2. Lab Practicals
2. Data analysis – Dry Lab
The Data from Illumina sequencing was then transferred to the Uppmax server. Each of us made an Uppmax account and used to access this data on the server.
In order to get an idea of the data analysis pipeline, on the first day of the exercise, we were given sample data to practice the use of various tools and get used to the command line usage.
On the second day, we got our own sample data from the Illumina sequencing run. The Illumina converts the image files and provides them in the form of Fastq files. We then followed the general flow of the data analysis from the practice exercise and the tutorial provided.
We started by checking the quality of the data using FastQC tools available on uppmax. We then used BWA tool to map the reads to the reference genome. This step generates human readable ‘SAM’ format.
This was then converted to ‘BAM’ i.e. binary format using Picard tools. This reduce the size as well as increase the processing efficiency. Further, most of the tools used downstream are compatible with the binary format of input files.
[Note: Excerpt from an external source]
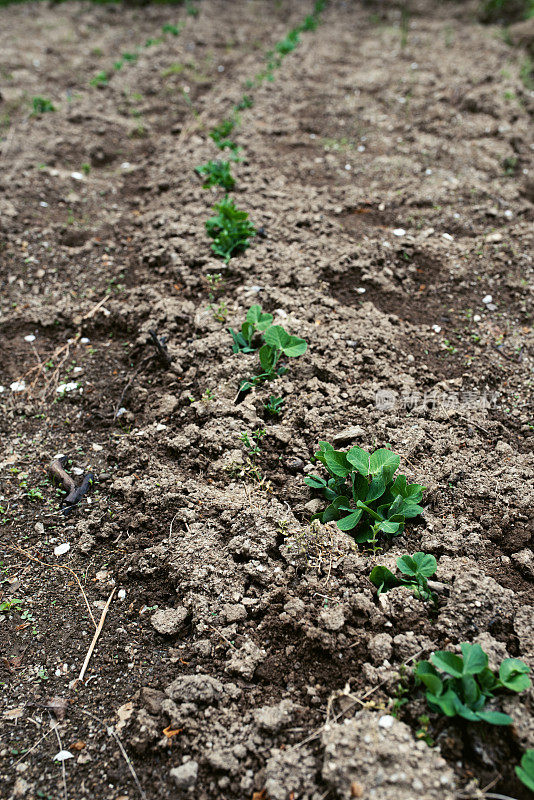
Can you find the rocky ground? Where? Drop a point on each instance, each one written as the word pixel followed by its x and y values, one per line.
pixel 245 653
BAM files were then used for variant calling using GATK tool. The GATK looks for the difference in the nucleotide present in the mapped reads as compared to the reference. These were stored in a file format call ‘vcf’ file or the variant calling file. GATK was instructed to look for SNP as well as Indels (Insertions and Deletions) using different commands.
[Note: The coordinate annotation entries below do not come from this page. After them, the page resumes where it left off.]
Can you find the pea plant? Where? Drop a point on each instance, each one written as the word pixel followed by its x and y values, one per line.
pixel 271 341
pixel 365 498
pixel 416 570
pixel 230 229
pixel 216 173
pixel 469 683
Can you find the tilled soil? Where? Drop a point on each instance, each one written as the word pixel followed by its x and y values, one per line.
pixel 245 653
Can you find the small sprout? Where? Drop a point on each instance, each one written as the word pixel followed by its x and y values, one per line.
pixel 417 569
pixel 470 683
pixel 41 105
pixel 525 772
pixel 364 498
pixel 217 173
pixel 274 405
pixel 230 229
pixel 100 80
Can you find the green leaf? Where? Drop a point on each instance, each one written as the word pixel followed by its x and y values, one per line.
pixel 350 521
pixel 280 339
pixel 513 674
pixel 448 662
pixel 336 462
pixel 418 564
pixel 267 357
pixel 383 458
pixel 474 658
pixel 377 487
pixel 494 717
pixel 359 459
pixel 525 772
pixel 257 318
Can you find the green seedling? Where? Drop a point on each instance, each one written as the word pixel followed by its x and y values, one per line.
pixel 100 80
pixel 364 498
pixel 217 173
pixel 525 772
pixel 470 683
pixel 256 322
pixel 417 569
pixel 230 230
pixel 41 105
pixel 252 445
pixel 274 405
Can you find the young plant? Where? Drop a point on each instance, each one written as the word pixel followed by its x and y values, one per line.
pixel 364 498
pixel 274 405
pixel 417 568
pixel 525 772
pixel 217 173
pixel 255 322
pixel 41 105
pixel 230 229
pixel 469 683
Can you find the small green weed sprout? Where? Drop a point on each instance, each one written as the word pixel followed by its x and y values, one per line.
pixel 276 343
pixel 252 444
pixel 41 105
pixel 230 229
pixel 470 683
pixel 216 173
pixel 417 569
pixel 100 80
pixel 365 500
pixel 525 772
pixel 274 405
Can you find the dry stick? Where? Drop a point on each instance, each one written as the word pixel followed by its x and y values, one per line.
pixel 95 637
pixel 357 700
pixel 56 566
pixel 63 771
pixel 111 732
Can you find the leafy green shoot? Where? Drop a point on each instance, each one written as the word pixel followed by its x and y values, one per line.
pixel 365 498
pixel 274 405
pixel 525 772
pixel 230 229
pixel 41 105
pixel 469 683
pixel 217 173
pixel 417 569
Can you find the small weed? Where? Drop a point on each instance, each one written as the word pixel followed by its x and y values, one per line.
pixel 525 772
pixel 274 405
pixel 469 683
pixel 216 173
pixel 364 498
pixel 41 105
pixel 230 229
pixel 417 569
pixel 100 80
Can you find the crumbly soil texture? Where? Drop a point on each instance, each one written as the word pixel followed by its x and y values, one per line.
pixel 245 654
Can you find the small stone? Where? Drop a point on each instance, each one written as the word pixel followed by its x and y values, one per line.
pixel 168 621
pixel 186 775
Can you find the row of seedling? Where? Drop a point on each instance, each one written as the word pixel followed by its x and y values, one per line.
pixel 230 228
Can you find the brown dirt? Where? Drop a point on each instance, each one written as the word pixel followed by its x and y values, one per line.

Once this was done, the reads were recalibrated and another round of variant calling was performed. The recalibration improves the alignment near the regions of Indels and improves the chances of detection of variants more efficiently and accurately.
Finally, this file was used to visualise the regions having Indels in a graphical manner. IGV tool was used for visualisation. This tool enabled us to look navigate to a specific gene (LYS2, LYS5 and LYS14 genes in our case) and look for the mutations i.e. variants.
We then used the loci information from the reference to look for information i the SNP databases for yeast and other similar resources.
Finally, on comparing the information obtained from IGV analysis and complementation test we were able to confirm the mutation was in LYS5 gene (for our group named Cocolocos).